Türkiye introduced a two-dose inactivated hepatitis A vaccination program in 2012 as part of the national childhood immunization schedule. However, data on the long-term persistence of vaccine-induced immunity in Turkish children remain limited. This study aimed to evaluate the durability of anti-HAV IgG responses following routine childhood hepatitis A vaccination.

Methods

A retrospective cross-sectional study was conducted including 551 children who completed the two-dose hepatitis A vaccination schedule and 481 age-matched unvaccinated children. Vaccination status and anti-HAV IgG antibody levels were obtained from electronic hospital records. Serological testing was performed using a chemiluminescence microparticle immunoassay. Anti-HAV IgG levels ≥ 1 mIU/mL were considered protective.

Results

Anti-HAV IgG seropositivity was 97.8% among vaccinated children. Seropositivity rates remained high over time but showed a gradual decline from 99.4% in the first year to 90.0% in the eighth year after vaccination. Despite this decrease, the majority of vaccinated children remained seropositive throughout the follow-up period. In contrast, seropositivity was 38.7% in the unvaccinated group, reflecting natural exposure to hepatitis A virus in the population. Because of the retrospective cross-sectional design, longitudinal antibody changes, clinically confirmed hepatitis A cases, and possible silent HAV infections could not be systematically evaluated.

Conclusions

Our findings demonstrate that a two-dose inactivated hepatitis A vaccination schedule provides sustained serological protection for up to eight years in Turkish children.
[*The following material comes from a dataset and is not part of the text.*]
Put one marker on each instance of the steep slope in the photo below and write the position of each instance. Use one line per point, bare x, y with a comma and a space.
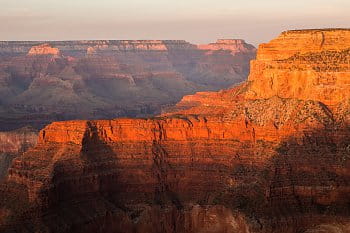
14, 143
221, 162
43, 82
Although anti-HAV antibody levels gradually declined over time, seropositivity rates remained high throughout the study period, suggesting persistence of immunological protection. The maintenance of immune memory despite decreasing antibody concentrations may contribute to continued protection. Further long-term prospective studies evaluating both humoral and cellular immune responses are needed to better define the duration of protection and assess the potential need for booster vaccination.